I prefer the old frame on most cards, so the new card doesn't even have that going for it IMO.

That said, the new art is fine. Good even. It's just that the old art is really great and it's also familiar (which is maybe more important). Pretty rarely do I prefer new art to old and that isn't always because the old art is better. I would bet you could show these two cards to non-magic players and at least some of them would choose the new art over the old.
 

Chris Taylor

Contributor
Ran into this video on Youtube.
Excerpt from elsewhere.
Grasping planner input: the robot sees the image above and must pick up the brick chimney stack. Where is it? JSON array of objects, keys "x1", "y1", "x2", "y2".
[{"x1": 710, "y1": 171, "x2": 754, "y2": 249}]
Quite the entertaining vintage cube match.

https://www.youtube.com/watch?annot...id=81_m7RJg1DU&v=AkzhHZgM2js#t=2276.402559508

Is it just me or is this shit?
Safron's deck is like 80% lands, both players do basically nothing before turn what, 6?
The main worry about this match is a planeswalker ultimate, because the OTHER planeswalker ultimate does nothing because of a single card in his deck (Not in his hand, in his DECK)

Also, wasn't it just way better to just pulse the venser after cryptic tapped his team and just put his opponent on "something to stop emrakul" or die, rather than upheavaling? I thought he was trying to bait his opponent into using venser to slide the banishing light, hiding emrakul under it and THEN casting upheaval so emrakul was the only permanent in play, but apparently not.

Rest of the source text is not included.